Fifteen Hundred Years of the Undead

When was it that you heard your first ghost story? I can’t seem to remember mine. Even when I was in the kindergarten, tales of these translucent white figures that could pass through walls, possess living adults and children and haunted decrepit mansions were everywhere – on the television, in print, most unforgettably, on the lips of my little friends.

Although the spooky narratives that we are familiar with today developed only during the late nineteenth century, humankind has always been obsessed with the special species of beings that strangely hang suspended between life and death. They have visited and frightened us in various forms, for various purposes. They have come to wreak revenge, to warn of impending disasters, they have annoyed us for the sake of malicious pleasure. In all of this, they have given us an assurance that there is an existence beyond the tomb.

The Penguin Book of the Undead: Fifteen Hundred Years of Supernatural Encounters edited by Scott G. Bruce (2016, Penguin Classics)

In the recently released (and very deliciously packaged!) Penguin Book of the Undead: Fifteen Hundred Years of Supernatural Encounters, Professor Scott G. Bruce of the University of Colorado Boulder (medievalimagination.com, @xuthalofthedusk) – an historian of religion and culture in the early and central Middle Ages (ca. 400-1200 CE) – has collected accounts of ghostly visitations from a wide range of sources, including Greco-Roman texts, the Hebrew scriptures, Scandinavian myths and Shakespearean plays. The compendium “teems with roving hordes of dead warriors, corpses trailed by packs of barking dogs, moaning phantoms haunting deserted ruins, evil spirits emerging from burning carcasses in the form of crows, and zombies with pestilential breath”. Edited by a most capable anthologist (why, Professor Bruce worked his way through college as a grave digger), this is a full-blown macabre menagerie that cannot be missed.

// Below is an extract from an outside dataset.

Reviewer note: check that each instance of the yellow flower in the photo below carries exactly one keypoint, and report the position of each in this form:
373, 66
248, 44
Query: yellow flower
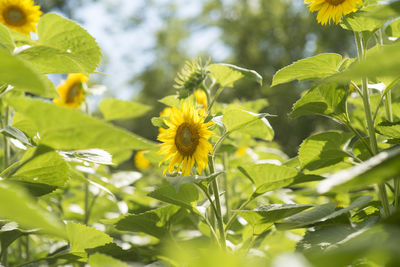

I cannot seem to find a proper portrait of Aelfric of Eynsham so here is a scene from an illustrated manuscript (“Tower of Babel”) from the British Library on which he is supposed to have worked. Interestingly, he is on Twitter too by the handle of @Aelfricus (though the account is inactive now!) He is described as “monk, mass-priest, bestselling author, loather of the sinful, wannabe-saint”.

The book begins with the big question – where and how did the word “undead” emerge? The word undead, explains the editor:

first appeared in the tenth century, when a Christian preacher Aelfric of Eynsham (c.955-c. 1010) employed its Old English ancestor – the adjective undeadlic – to describe the immortality, the undyingness, of God. The term has undergone an ironic reversal in modern English, where it now denotes dead people who have been reanimated by a supernatural force. This change reflects the intense interest in tales of the living dead that have become ubiquitous in modern societies.

The portrayal of spirits in the West was greatly influenced by the Catholic doctrine of “Purgatory” [formulated at the Councils of Florence (1431–49) and Trent (1545–63)] – intermediate state between physical death and paradise in which those who die in God’s grace and friendship but are still imperfectly purified, are indeed assured of their eternal salvation. They undergo purification, so as to achieve the holiness necessary to enter the joy of heaven (see point 1030 in the Catechism). The ghost of Hamlet’s father is a famous example of a soul caught in purgatory. Within the broad span of Western literature, though, the ambivalent relationship between the living and returning dead goes back to ancient times. During the Trojan War and the height of Roman power, writes the author, spirits of the recently deceased often came back pleading for proper burial. Professional necromancers animated corpses, forcing them to divulge important information.

Read an excerpt from a letter that the Roman provincial governor Pliny the Younger (c. 61-113) wrote to his friend Lucius Licinius Sura, contemplating the existence of ghosts:

Now consider whether the following story, which I tell you just as it was told to me, is not just as remarkable and even more terrifying. In Athens there was a large and spacious mansion with the bad reputation of being dangerous to its occupants.

 

“In Athens there was a large and spacious mansion with the bad reputation of being dangerous to its occupants…” [Painting is Reconstruction of the Acropolis and Areus Pagus in Athens (1846) by Leo von Klenze, Wikipedia]

 

In the dead of night the clanking of iron and, if you listened carefully, the rattle of chains could be heard, some way off at first, and then close at hand. Then there appeared the specter of an old man, emaciated and filthy, with a long flowing beard and hair on end, wearing fetters on his legs and shaking the chains on his wrists. The wretched occupants would spend fearful nights awake in terror; lack of sleep led to illness and then death as their dread increased, for even during the day, when the apparition had vanished, the memory of it was in their mind’s eye, so that their terror remained after the cause of it had gone. The house was therefore deserted, condemned to stand empty and wholly abandoned to the specter; but it was advertised as being for rent or for sale in case someone was found who knew nothing of its evil reputation.